Hall doesn’t romanticize. Her protagonist’s journey is riveting but deeply unsettling, marked by characters who don’t slip easily into categories of “good” and “bad” and who follow a course that may or may not be for the best. With such dark shades of gray on its canvas, the novel might have been horribly depressing (and some might argue that is still is) were it not so vividly, fearlessly, brutally alive.

The premise is sort of the reverse of The Handmaid’s Tale: Environmental catastrophes and endless wars have decimated Britain, and the Authority has taken over, herding the surviving populace into tightly controlled cities, where women’s fertility, among other things, can be regulated. Every woman of childbearing age is fitted with a metal birth control device in her uterus and subject to spot checks on the street to ensure the coil is still in place. (The right to bear children is granted only to a select, lucky few.) The coil is hardly the protagonist’s only objection to the Authority, but it is, perhaps, what finally pushes her to flee the city of Rith and seek out Carhullan, a remote women’s commune founded in the mountains of Cumbria several years before the Authority rose to power.

“Sister,” as she is known to us, tells her story from prison sometime after Carhullan has fomented an insurrection against the Authority, but the details of the insurrection itself have been lost. In any case, Sister is not a leader (at least not at the commune) but a follower, a disciple of Jackie, the veteran soldier who cofounded Carhullan as a self-sufficient farm and who eventually reconstructs it as a guerilla training camp. A remote, enigmatic figure, Jackie reveals little—and then only with shrewd political care—but we can see why Sister finds her so compelling. Jackie’s resilience is admirable, her fears well-founded, and her goals righteous, which is why her violent means of chasing those ends are both stirring and dismaying.

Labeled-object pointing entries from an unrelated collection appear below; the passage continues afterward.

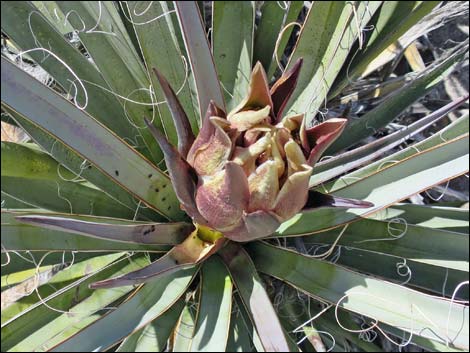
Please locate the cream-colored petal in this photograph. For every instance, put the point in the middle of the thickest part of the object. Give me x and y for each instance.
(211, 156)
(295, 157)
(264, 187)
(247, 119)
(223, 198)
(293, 194)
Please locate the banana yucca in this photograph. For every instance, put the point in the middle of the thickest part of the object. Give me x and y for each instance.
(214, 200)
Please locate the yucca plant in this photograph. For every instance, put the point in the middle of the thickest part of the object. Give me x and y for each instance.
(186, 196)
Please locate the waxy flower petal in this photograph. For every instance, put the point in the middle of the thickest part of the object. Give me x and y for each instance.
(252, 166)
(247, 119)
(293, 194)
(211, 156)
(264, 187)
(222, 198)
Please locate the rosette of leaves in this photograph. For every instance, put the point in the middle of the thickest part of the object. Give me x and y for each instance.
(174, 195)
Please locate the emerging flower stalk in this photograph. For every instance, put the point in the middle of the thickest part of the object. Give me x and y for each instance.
(247, 171)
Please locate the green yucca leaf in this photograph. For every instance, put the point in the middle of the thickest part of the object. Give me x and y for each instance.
(430, 246)
(233, 22)
(446, 218)
(91, 257)
(147, 304)
(255, 298)
(94, 142)
(382, 301)
(23, 237)
(154, 336)
(399, 100)
(387, 186)
(53, 191)
(200, 57)
(389, 24)
(160, 49)
(55, 280)
(344, 162)
(29, 327)
(118, 62)
(215, 305)
(18, 23)
(327, 36)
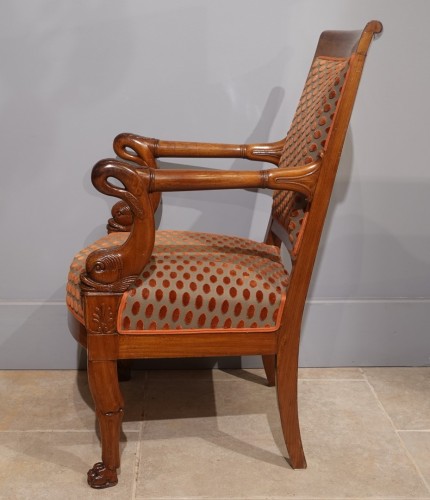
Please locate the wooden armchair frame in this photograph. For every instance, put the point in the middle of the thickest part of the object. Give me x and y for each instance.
(109, 272)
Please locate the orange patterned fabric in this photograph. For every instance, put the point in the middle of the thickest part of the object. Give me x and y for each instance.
(195, 282)
(209, 282)
(308, 136)
(73, 296)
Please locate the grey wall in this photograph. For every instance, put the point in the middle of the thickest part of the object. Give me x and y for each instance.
(74, 74)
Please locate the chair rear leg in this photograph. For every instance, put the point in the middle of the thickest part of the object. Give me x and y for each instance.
(286, 386)
(103, 381)
(269, 363)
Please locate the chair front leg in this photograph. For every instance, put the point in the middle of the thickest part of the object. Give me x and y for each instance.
(109, 403)
(269, 363)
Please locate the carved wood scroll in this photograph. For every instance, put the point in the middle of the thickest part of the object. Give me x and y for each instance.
(115, 269)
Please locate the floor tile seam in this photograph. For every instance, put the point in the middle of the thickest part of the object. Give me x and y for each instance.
(402, 444)
(276, 497)
(412, 430)
(332, 379)
(55, 431)
(137, 461)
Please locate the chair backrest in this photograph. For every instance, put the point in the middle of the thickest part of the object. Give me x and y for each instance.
(317, 133)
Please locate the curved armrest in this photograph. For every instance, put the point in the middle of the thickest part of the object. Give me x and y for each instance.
(301, 179)
(136, 148)
(115, 269)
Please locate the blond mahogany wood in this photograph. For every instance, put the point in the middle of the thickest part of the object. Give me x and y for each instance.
(110, 272)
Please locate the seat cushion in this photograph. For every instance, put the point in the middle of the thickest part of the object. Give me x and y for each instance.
(198, 282)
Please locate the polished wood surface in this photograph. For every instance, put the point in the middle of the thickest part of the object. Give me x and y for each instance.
(110, 272)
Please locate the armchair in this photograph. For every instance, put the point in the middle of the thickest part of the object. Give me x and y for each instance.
(142, 293)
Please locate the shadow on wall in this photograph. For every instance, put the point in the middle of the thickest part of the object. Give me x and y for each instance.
(221, 210)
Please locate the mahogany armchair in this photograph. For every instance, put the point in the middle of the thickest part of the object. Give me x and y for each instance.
(142, 293)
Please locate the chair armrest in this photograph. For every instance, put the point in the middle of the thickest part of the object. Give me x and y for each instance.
(300, 178)
(139, 149)
(115, 269)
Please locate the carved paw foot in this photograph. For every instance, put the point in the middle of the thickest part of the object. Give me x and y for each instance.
(102, 477)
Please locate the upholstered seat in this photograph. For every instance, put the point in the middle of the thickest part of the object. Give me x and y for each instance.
(196, 282)
(142, 293)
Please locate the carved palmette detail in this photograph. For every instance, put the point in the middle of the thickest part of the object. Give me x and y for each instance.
(103, 319)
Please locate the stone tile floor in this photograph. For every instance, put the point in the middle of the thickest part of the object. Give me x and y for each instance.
(216, 435)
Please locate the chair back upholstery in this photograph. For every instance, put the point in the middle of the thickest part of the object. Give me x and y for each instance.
(317, 133)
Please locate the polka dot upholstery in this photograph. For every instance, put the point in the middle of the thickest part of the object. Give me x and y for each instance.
(308, 137)
(195, 282)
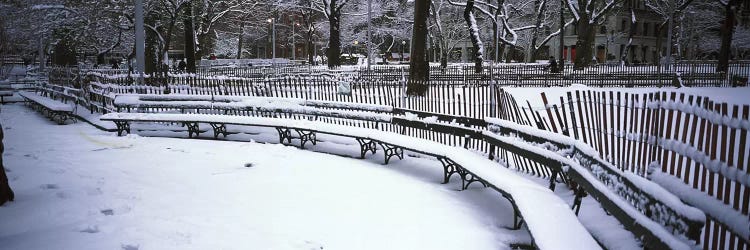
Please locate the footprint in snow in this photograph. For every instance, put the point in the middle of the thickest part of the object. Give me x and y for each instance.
(107, 212)
(129, 247)
(62, 195)
(92, 229)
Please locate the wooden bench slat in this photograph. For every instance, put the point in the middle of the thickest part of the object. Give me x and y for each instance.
(549, 219)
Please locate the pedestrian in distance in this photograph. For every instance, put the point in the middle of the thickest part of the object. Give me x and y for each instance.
(182, 65)
(553, 65)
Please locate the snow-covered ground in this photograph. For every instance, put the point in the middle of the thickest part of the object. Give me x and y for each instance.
(81, 188)
(732, 96)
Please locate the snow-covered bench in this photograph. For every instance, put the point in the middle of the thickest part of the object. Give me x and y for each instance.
(549, 220)
(55, 110)
(231, 104)
(3, 94)
(649, 211)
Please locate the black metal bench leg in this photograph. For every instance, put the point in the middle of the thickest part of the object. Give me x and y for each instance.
(284, 133)
(366, 145)
(580, 193)
(390, 151)
(552, 180)
(219, 128)
(305, 136)
(122, 126)
(468, 178)
(192, 128)
(449, 168)
(517, 219)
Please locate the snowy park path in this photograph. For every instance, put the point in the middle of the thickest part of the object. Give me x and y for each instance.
(81, 188)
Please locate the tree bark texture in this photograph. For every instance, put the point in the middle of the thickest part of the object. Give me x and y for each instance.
(419, 67)
(334, 43)
(474, 35)
(189, 38)
(631, 33)
(584, 43)
(240, 39)
(6, 194)
(532, 51)
(727, 28)
(152, 44)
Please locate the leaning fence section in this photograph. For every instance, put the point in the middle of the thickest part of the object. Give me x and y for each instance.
(699, 142)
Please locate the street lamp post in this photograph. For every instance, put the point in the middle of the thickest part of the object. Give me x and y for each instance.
(562, 38)
(294, 45)
(273, 38)
(140, 41)
(403, 43)
(369, 33)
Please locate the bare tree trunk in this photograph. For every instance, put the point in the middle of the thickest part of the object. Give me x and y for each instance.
(727, 28)
(476, 42)
(240, 40)
(631, 32)
(6, 193)
(334, 42)
(539, 7)
(584, 43)
(419, 67)
(441, 43)
(189, 38)
(659, 42)
(152, 46)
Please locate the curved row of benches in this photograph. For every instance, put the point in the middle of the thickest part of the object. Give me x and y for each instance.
(549, 220)
(661, 221)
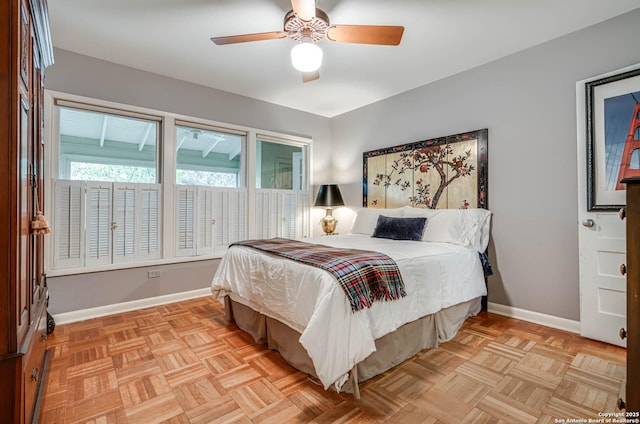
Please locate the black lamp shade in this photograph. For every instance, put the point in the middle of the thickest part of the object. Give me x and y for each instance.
(329, 196)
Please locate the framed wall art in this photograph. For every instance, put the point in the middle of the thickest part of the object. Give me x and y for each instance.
(613, 138)
(442, 173)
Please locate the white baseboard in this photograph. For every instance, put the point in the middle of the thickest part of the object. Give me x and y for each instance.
(116, 308)
(535, 317)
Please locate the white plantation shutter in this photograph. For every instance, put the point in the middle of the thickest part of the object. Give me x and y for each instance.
(149, 221)
(68, 224)
(221, 218)
(185, 220)
(303, 214)
(268, 213)
(295, 222)
(289, 214)
(237, 210)
(229, 214)
(282, 213)
(124, 217)
(205, 221)
(98, 223)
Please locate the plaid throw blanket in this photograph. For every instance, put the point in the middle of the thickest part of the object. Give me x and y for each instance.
(364, 275)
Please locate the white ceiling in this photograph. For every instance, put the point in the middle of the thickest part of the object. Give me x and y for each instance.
(441, 38)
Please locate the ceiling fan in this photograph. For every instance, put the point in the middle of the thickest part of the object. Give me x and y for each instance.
(308, 25)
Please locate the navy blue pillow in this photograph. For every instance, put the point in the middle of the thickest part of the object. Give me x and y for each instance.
(400, 228)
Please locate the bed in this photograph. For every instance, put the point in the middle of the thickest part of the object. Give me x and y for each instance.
(300, 311)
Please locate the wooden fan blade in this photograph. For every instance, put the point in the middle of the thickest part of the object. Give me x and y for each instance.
(310, 76)
(366, 34)
(305, 9)
(232, 39)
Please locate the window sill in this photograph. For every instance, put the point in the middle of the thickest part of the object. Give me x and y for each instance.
(114, 267)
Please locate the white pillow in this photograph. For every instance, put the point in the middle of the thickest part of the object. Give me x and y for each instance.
(366, 219)
(465, 227)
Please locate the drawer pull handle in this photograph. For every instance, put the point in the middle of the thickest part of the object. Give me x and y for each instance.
(588, 223)
(623, 333)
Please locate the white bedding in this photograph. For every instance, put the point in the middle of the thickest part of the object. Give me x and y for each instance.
(310, 300)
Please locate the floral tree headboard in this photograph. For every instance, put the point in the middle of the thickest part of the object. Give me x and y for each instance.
(442, 173)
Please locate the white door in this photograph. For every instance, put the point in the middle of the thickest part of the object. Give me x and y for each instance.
(602, 249)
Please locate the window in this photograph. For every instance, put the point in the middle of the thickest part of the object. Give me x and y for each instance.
(131, 185)
(107, 202)
(210, 197)
(279, 165)
(99, 146)
(282, 196)
(207, 157)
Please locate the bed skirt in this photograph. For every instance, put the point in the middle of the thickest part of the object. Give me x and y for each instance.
(391, 349)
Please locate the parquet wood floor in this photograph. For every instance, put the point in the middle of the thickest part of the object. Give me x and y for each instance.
(183, 363)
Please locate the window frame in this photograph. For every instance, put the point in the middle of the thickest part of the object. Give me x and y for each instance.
(166, 171)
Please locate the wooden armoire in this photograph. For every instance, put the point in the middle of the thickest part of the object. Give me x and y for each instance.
(25, 52)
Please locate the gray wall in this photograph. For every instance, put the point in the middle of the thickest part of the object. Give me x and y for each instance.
(528, 102)
(94, 78)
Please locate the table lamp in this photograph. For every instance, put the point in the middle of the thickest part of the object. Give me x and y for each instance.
(329, 197)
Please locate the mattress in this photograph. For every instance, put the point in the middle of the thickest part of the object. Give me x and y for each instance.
(310, 301)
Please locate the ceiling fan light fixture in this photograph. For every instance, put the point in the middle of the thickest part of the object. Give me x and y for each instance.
(306, 57)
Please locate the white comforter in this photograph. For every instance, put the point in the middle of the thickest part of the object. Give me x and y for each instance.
(310, 300)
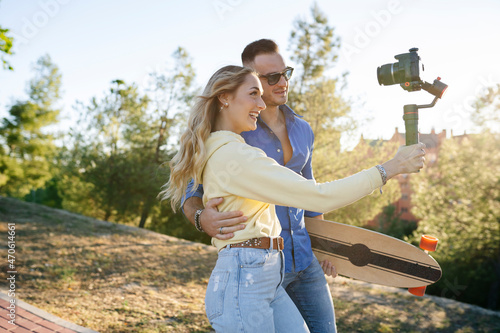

As one would expect from the charged premise and the commune setting, The Carhullan Army explores the broader implications of reproductive rights and the social construction of femininity, but Hall moves past the obvious points. The novel’s examination of the human tendency to define ourselves by what we are not, by excluding “others,” is terribly biting, and the environmental apocalypse it portrays feel painfully relevant, but what really captures my attention is Hall’s perceptive, empathic, even-handed portrait of fanaticism. Carhullan avoids flip “one man’s freedom fighter…” oversimplifications in favor of something much more challenging and interesting, from a philosophical standpoint as well as a narrative one.

The narrative itself is absorbing. Hall has a wonderful sense of language, the ability to create rich descriptive passages with a stark, unpretty beauty. She herself grew up in Cumbria, and her obvious firsthand experiences with the land, the rains, and the winter chill give Carhullan a powerful sense of place. It is to her credit (and not, I fear, to our troubled world’s) that that place never feels too far away.